El Inca Garcilaso de la Vega (»El Inca«; * 12. April 1539 in Cuzco, Peru, als Gómez Suárez de Figueroa; † 23. April 1616 in Córdoba (Spanien)) war ein peruanischer Schriftsteller und anerkannter Chronist der Geschichte der Inka sowie der Eroberung Perus durch die Spanier.
El Inca Garcilaso de la Vega war der Sohn des spanischen Conquistadors Capitán Sebastián Garcilaso de la Vega y Vargas (ca. 1500–1559) und einer Nichte des Inka-Herrschers Huayna Cápac (Wayna Qhapaq), genannt Isabel Suárez Yupanqui, geborene Chimpu Ocllo (Uqllu). Gómez’ Vater stammte aus dem hochadeligen extremenischen Ricohombre-Geschlecht der Suárez de Figueroa und war ein Neffe des damals sehr bekannten Dichters Garcilaso de la Vega († 1536). Zur Verwandtschaft seines Vaters gehörten weitere bekannte Renaissance-Dichter wie Jorge Manrique († 1479) und der Marquis von Santillana († 1458). Der Junge wuchs im Haus eines spanischen Freundes in Cuzco mit seinen beiden jüngeren Geschwistern, Garcilaso und Leonor, bei seiner Mutter auf, wurde zweisprachig in Quechua und Spanisch erzogen und genoss zusammen mit anderen Abkömmlingen der Inkaherrscher und der führenden Conquistadoren in der ehemaligen Inka-Hauptstadt eine hervorragende Ausbildung. Mütterlicherseits hatte sein Großvater Huallpa Túpac Yupanqui (1481–1533) als Vollbruder des Inkas eine herausragende Stellung in der Reichsverwaltung innegehabt, und ein Großonkel und verschiedene frühere Inka-Offiziere verkehrten regelmäßig im Hause der Palla („Edelfrau“) Chimpu Ocllo und vermittelten den Kindern ihr Wissen. Auch sein Onkel Francisco Huallpa Túpac Yupanqui, der jüngere Bruder seiner Mutter, lebte im Haus und hatte auch später noch Kontakt zum Inca Garcilaso, als dieser schon in Spanien lebte.
1542 siedelten sie in ein eigenes Haus an der zentralen Plaza Cusipata um, während der Vater in der Stadtregierung tätig war. Die Wirren des Bürgerkriegs (1544–1548) erlebte der etwa 9-jährige Gómez mit, als das Haus in Abwesenheit seines Vaters von verfeindeten Conquistadoren tagelang belagert und die Familie mit dem Tod bedroht wurde.

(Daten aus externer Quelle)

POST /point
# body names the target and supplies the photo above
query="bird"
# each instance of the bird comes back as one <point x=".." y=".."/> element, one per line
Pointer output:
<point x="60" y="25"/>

Nach der Wiederherstellung der Ordnung durch den königlich ernannten Präsidenten der Audiencia, Don Pedro de la Gasca, trennte sich Sebastián Garcilaso de la Vega von seiner indianischen Lebensgefährtin, mit der er wie praktisch alle Conquistadoren nicht offiziell verheiratet war, und heiratete die Spanierin Luisa Martel de los Ríos, mit der er weitere Kinder bekam. Das entsprach der damaligen Politik des spanischen Indienrates, die von strengen Moralvorstellungen und dem Protorassismus der in Spanien herrschenden Blutreinheitsideologie geprägt war und den irregulären Verbindungen der spanischen Führungsschicht mit Indianerfrauen ein Ende bereiten wollte. Die Vermischung zwischen Spaniern und Indigenen wurde nach offizieller Doktrin als Gefahr für die künftige Entwicklung der Kolonie begriffen. El Inca Garcilaso de la Vega kritisiert dieses Verhalten seines Vaters, das er mit etwa 12 Jahren miterleben musste, später im VI. Buch seiner Comentarios (1609) recht offen.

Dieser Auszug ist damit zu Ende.